Premiums may rise under tax benefit changes: ICA
Insurers may be forced to raise premiums to offset costs under Treasury’s proposal to remove a “double tax benefit” arising with certain deductible liabilities held by an entity that joins a consolidated group.
In a submission on the plan, the Insurance Council of Australia (ICA) warns of the measure’s “detrimental impact” on the industry.
It says the exclusion of indirect claim settlement costs and liability adequacy test liabilities from calculation of the “allocable cost amount” (ACA) would result in a reduced ACA being allocated to the assets of a joining entity.
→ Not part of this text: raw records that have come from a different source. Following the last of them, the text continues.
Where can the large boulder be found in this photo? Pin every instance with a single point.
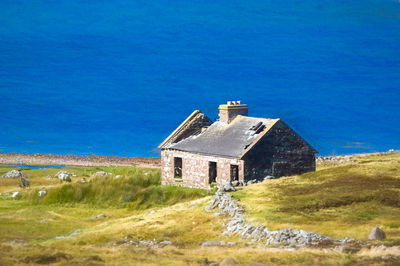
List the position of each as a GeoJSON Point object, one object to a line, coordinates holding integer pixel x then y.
{"type": "Point", "coordinates": [14, 174]}
{"type": "Point", "coordinates": [64, 176]}
{"type": "Point", "coordinates": [376, 234]}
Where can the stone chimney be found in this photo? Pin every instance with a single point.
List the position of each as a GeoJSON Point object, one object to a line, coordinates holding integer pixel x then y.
{"type": "Point", "coordinates": [228, 112]}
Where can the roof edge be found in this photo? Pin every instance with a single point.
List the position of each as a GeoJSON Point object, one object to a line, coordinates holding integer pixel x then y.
{"type": "Point", "coordinates": [176, 131]}
{"type": "Point", "coordinates": [259, 138]}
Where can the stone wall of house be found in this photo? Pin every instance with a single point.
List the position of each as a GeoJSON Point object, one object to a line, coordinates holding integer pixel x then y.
{"type": "Point", "coordinates": [281, 152]}
{"type": "Point", "coordinates": [195, 169]}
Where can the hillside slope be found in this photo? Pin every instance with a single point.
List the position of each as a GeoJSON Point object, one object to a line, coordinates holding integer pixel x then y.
{"type": "Point", "coordinates": [139, 215]}
{"type": "Point", "coordinates": [338, 201]}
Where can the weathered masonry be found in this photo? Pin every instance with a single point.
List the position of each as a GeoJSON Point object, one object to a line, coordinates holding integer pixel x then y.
{"type": "Point", "coordinates": [236, 147]}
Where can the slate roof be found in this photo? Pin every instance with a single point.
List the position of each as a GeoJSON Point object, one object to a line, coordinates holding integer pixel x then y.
{"type": "Point", "coordinates": [229, 140]}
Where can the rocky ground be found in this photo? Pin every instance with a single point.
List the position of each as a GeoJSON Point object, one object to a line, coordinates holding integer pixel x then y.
{"type": "Point", "coordinates": [260, 235]}
{"type": "Point", "coordinates": [78, 160]}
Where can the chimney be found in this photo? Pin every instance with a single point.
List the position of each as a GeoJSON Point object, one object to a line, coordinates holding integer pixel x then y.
{"type": "Point", "coordinates": [228, 111]}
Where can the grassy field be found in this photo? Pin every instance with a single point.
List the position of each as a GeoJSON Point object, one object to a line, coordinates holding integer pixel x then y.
{"type": "Point", "coordinates": [337, 201]}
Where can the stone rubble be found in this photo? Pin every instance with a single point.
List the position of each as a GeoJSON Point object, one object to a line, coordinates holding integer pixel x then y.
{"type": "Point", "coordinates": [237, 226]}
{"type": "Point", "coordinates": [376, 234]}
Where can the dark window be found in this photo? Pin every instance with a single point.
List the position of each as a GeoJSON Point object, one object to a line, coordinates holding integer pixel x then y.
{"type": "Point", "coordinates": [177, 167]}
{"type": "Point", "coordinates": [212, 172]}
{"type": "Point", "coordinates": [234, 172]}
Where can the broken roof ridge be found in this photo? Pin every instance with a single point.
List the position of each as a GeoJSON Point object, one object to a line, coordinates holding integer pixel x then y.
{"type": "Point", "coordinates": [181, 125]}
{"type": "Point", "coordinates": [260, 135]}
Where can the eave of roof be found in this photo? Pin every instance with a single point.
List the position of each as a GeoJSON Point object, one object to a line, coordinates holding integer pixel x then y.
{"type": "Point", "coordinates": [178, 129]}
{"type": "Point", "coordinates": [228, 140]}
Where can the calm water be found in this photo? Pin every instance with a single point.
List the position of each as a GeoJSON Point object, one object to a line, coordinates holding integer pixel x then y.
{"type": "Point", "coordinates": [116, 77]}
{"type": "Point", "coordinates": [37, 167]}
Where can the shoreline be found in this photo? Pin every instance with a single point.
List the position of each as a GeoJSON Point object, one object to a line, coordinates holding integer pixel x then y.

“This could inadvertently distort the allocated ACA to the underlying assets of a joining entity and give rise to unintended taxable gains on assets held to meet short-term insurance liabilities after its acquisition by the consolidated group,” ICA says.
General insurers hold most of their assets in cash and investments to support insurance liabilities.
“Indeed, any increased tax cost arising from the measure could ultimately be passed on to policyholders by way of higher insurance premiums, which would be inconsistent with the policy objectives of the bill,” the ICA says.
Treasury’s exposure draft legislation suggests amending the Income Tax Assessment Act 1997 by inserting an exclusion for deductible liability, to improve the integrity of the consolidation regime, which was introduced in 2002.
ICA says the exemption for certain general insurance liabilities to help limit distortions does not go far enough.
It says the exemption should be extended to include all general insurance-related liabilities such as indirect claim settlement costs, to comprehensively mitigate against inadvertent distortions and anomalous tax outcomes.